In 2009, Figueredo co-authored a paper with the Pioneer Fund's president at the time, J. Philippe Rushton. Rushton died in 2012, but in a paper 10 years earlier, he rejected claims that the foundation promoted a racist political agenda.
Other educational institutions that have benefited from the Pioneer Fund included the University of Delaware, the University of Texas in Austin, Florida State University, Drexel University, Baylor University, the University of Minnesota, Johns Hopkins University, the University of Missouri, the University of Illinois and the University of California-Santa Barbara.
Non-academic groups receiving funds include nonprofits operated by white nationalists, such as Jared Taylor's Virginia-based New Century Foundation. Those groups were awarded more than $300,000 in foundation grants over the past two decades.
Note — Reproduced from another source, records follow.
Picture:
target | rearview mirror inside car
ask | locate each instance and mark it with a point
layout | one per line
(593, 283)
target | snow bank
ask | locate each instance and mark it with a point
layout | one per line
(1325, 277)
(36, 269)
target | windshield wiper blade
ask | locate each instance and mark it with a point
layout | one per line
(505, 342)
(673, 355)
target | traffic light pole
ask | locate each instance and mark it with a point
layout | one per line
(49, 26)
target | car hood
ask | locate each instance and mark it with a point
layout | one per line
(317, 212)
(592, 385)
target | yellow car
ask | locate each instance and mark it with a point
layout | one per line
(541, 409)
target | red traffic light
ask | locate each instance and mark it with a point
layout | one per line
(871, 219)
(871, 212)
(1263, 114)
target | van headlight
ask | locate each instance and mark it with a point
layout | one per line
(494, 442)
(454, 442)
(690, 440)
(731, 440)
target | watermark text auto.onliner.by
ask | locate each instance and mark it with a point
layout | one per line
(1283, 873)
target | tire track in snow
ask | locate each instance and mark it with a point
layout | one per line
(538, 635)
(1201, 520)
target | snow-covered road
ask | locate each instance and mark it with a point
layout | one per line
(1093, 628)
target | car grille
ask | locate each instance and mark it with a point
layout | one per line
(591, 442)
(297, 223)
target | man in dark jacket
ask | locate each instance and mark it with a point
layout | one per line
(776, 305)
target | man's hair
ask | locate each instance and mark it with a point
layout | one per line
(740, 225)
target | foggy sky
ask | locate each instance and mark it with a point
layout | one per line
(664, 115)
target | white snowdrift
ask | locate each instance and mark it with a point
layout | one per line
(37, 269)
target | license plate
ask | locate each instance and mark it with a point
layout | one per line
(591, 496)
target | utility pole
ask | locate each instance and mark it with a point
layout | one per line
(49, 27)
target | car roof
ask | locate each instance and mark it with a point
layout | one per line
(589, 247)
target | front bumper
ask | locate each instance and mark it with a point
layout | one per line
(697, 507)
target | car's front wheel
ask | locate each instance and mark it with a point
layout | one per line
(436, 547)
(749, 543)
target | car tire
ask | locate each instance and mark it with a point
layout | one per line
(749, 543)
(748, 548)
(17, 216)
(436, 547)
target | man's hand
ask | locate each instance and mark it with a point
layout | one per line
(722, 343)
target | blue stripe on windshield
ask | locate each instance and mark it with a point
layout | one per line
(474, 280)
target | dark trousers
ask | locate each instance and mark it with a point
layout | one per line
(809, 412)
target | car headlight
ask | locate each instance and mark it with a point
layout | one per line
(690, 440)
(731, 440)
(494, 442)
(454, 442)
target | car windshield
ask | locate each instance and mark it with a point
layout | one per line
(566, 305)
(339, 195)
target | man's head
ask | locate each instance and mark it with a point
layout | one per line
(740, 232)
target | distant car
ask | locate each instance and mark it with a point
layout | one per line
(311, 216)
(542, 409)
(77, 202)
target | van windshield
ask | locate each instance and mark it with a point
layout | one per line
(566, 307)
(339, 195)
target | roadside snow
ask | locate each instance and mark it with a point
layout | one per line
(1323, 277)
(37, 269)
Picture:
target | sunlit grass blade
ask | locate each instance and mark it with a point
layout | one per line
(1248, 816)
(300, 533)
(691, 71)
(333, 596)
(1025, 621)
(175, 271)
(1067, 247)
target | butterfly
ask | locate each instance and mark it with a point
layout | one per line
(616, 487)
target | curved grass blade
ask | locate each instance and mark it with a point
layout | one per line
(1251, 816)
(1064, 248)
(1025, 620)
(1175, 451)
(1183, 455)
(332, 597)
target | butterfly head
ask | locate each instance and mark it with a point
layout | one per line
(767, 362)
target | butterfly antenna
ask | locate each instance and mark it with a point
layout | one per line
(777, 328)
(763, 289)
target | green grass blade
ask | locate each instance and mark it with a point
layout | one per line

But in recent years, Figueredo appeared to be the only researcher still accepting the money: His grants accounted for all $90,000 in contributions listed on the foundation's IRS filings from 2014 and 2016. Pioneer Fund president Richard Lynn and treasurer Edward Miller didn't respond to emailed interview requests this week.
Georgia State University law professor Paul Lombardo, author of a 2002 paper titled "'The American Breed': Nazi Eugenics and the Origins of the Pioneer Fund," said most of the scientists who have received support from the foundation are either retired or dead.
"I would have thought they had been out of business by now," Lombardo said. "I would have expected the money to run out."
Figueredo said he hasn't decided whether he will reapply for more Pioneer Fund money at the end of this year.
"If I thought I was doing harm, I would stop instantly," he said. "But I sincerely do not believe that I have done anyone any harm."